Along the lines of the immunoscore validated for colorectal cancer, it has been recently proposed to prognostically classify NSCLC using a composite evaluation of PD-L1 TPS with CD8 T cell infiltration on a tumor resected specimen [
31].
In addition, recent studies evaluating T cell populations on tissue specimens have shown that a pre-existing intra-tumor adaptive immune response is essential for an effective response to immunotherapy with checkpoint inhibitors [
32,
33,
34].
In this context, it would be worth to assess if T cell phenotype and density in t-BAL could play a prognostic and/or a predictive role for immunotherapy outcome.
Notwithstanding the practical issues of repeating BAL sampling in terms of patients’ tolerability, future studies should assess BAL longitudinally, along the different phases of the disease history and treatment outcomes, in order to dissect the complex network regulating responses and toxicity after cancer immunotherapy.

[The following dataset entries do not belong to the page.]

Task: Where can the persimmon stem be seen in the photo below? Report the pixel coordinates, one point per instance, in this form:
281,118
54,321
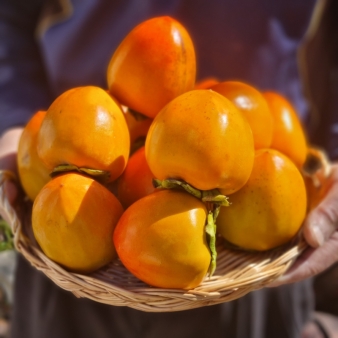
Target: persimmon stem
171,183
99,175
214,201
210,229
212,196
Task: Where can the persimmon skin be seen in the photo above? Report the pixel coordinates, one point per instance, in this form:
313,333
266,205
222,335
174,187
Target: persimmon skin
288,133
269,210
85,127
201,138
138,127
254,107
32,171
73,220
161,240
206,83
153,64
136,180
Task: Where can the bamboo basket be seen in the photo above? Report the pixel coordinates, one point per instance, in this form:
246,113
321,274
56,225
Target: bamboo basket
238,272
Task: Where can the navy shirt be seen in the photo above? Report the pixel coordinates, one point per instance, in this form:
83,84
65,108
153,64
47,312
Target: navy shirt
49,46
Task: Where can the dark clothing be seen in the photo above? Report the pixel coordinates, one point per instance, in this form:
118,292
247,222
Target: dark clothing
43,310
250,40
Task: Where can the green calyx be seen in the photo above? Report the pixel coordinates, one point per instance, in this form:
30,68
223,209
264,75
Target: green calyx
6,237
100,175
214,201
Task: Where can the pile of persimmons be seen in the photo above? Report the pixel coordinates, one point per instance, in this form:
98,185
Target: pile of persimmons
154,167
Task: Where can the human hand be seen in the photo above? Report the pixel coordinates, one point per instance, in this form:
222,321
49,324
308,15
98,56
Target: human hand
9,142
321,233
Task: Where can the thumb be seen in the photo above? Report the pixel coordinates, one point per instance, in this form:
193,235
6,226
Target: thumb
322,221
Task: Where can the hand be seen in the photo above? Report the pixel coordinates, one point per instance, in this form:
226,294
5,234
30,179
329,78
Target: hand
8,149
321,233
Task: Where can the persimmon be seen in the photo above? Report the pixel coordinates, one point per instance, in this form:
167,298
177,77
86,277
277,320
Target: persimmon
206,83
153,64
73,220
136,180
138,126
254,107
85,127
288,133
269,210
202,138
32,171
161,240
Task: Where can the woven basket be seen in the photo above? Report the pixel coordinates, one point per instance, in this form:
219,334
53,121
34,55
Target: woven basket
238,272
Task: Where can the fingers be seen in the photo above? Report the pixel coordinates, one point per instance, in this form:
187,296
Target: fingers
311,262
322,221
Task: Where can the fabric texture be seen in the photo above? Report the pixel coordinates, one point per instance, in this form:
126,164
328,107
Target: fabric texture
62,44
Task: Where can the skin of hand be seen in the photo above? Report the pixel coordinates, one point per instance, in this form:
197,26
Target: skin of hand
320,227
8,149
320,230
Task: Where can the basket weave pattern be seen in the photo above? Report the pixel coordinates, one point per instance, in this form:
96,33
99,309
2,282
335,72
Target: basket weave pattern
238,272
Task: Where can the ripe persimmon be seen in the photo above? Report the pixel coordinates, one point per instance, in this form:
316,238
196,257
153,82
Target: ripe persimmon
269,210
153,64
161,239
32,171
254,107
86,128
288,133
138,126
206,83
202,138
73,220
136,180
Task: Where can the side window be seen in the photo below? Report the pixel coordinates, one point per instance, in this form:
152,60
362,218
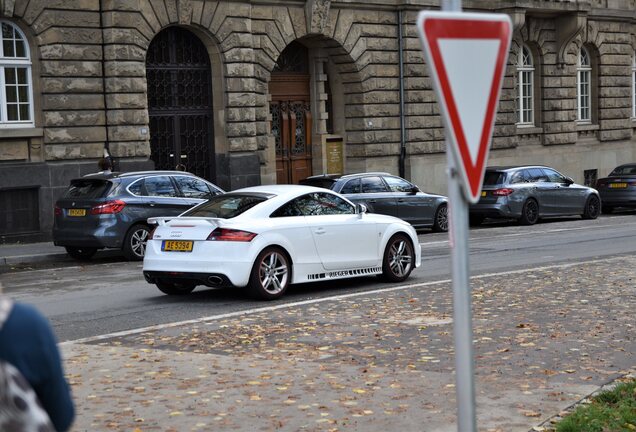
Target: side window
159,186
373,185
192,187
537,175
136,187
352,186
315,204
397,184
553,176
520,177
288,210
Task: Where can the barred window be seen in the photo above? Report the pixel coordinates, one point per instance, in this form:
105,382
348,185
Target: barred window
525,90
584,79
16,94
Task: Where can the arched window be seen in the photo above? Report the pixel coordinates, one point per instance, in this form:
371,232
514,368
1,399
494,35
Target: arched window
16,94
525,91
634,86
584,80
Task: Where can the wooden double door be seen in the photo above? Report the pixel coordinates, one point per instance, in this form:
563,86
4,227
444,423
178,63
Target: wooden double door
291,126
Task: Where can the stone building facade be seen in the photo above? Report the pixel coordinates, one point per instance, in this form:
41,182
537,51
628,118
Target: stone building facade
255,92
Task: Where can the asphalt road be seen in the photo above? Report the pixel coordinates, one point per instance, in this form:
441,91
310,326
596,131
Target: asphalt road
110,295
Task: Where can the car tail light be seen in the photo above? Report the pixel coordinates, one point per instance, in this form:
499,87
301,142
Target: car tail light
109,207
503,192
224,234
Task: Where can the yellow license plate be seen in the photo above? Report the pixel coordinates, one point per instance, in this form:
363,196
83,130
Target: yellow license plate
77,212
176,246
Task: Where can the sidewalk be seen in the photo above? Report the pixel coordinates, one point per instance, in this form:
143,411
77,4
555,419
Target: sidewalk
379,361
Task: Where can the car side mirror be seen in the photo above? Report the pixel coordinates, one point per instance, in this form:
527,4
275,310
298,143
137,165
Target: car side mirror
361,209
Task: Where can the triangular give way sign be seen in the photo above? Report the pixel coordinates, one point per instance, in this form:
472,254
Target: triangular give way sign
467,54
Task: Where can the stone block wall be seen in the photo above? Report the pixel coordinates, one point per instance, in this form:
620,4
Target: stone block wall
90,84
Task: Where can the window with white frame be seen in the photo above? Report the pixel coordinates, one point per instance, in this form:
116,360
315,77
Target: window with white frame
634,86
16,94
525,91
584,80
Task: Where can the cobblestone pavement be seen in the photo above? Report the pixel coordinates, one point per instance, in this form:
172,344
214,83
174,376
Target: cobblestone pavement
383,361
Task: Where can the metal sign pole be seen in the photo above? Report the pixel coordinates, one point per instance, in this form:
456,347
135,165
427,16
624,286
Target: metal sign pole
462,313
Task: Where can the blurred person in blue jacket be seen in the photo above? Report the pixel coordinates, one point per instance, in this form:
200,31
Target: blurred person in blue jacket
27,343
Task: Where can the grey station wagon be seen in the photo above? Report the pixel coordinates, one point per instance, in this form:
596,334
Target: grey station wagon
388,194
110,210
527,193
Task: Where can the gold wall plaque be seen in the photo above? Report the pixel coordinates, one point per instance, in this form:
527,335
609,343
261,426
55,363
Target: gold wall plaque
335,157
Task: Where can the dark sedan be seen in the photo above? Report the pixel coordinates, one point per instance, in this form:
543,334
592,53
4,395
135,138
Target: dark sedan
111,210
618,189
527,193
388,194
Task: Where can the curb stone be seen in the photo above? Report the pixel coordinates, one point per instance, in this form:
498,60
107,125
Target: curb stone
548,424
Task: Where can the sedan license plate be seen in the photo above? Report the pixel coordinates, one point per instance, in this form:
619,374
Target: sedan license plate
176,246
77,212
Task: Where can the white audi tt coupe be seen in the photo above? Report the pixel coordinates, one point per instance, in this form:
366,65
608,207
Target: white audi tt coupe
268,237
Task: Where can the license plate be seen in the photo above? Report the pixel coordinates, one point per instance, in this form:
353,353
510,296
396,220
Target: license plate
77,212
176,246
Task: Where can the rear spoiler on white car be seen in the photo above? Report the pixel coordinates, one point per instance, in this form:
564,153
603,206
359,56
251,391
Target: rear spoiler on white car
163,220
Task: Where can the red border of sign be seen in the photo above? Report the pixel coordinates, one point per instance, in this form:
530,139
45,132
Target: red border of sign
465,26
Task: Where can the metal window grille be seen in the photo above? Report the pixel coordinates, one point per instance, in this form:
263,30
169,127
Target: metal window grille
525,68
584,74
634,86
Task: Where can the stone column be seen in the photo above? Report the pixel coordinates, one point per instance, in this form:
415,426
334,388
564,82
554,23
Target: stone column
125,34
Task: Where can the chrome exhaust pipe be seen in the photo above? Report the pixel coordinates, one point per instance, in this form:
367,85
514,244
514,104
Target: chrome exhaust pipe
215,280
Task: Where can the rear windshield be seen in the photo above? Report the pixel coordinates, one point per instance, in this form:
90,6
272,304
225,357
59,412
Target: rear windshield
624,170
226,206
87,189
492,178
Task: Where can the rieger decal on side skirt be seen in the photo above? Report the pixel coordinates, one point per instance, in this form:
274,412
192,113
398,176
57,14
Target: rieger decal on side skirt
345,273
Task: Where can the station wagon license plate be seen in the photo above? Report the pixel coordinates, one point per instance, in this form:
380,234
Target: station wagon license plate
177,246
77,212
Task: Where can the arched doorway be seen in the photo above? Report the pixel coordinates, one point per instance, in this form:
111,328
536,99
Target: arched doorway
180,102
290,109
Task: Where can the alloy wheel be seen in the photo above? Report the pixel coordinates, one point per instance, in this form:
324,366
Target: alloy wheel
400,258
273,272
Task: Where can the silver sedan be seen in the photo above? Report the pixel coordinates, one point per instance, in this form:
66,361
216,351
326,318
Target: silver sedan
527,193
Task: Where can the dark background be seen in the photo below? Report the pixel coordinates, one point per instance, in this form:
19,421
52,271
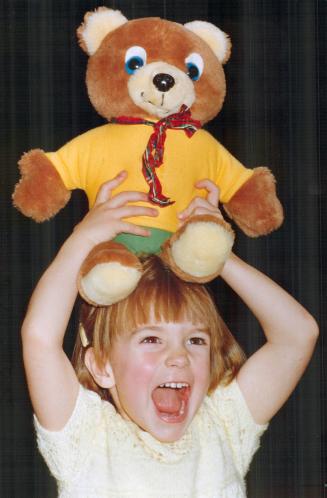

The use of novel single-cell transcriptomics and epitope mapping prediction tools may lead to the identification and monitoring of tumor-specific T cells in different stages of activation and exhaustion. For this purpose, it seems likely that BAL could be the most appropriate source to investigate tumor-specific T cells, compared to the heterogeneous T cell repertoire in PB, and considering the poor availability of surgical tissue in clinical practice. Potential findings could clarify the T cell effects of cancer immunotherapy and set the basis for the design of treatment strategies to enhance or suppress the specific T cell populations involved in anti-cancer response.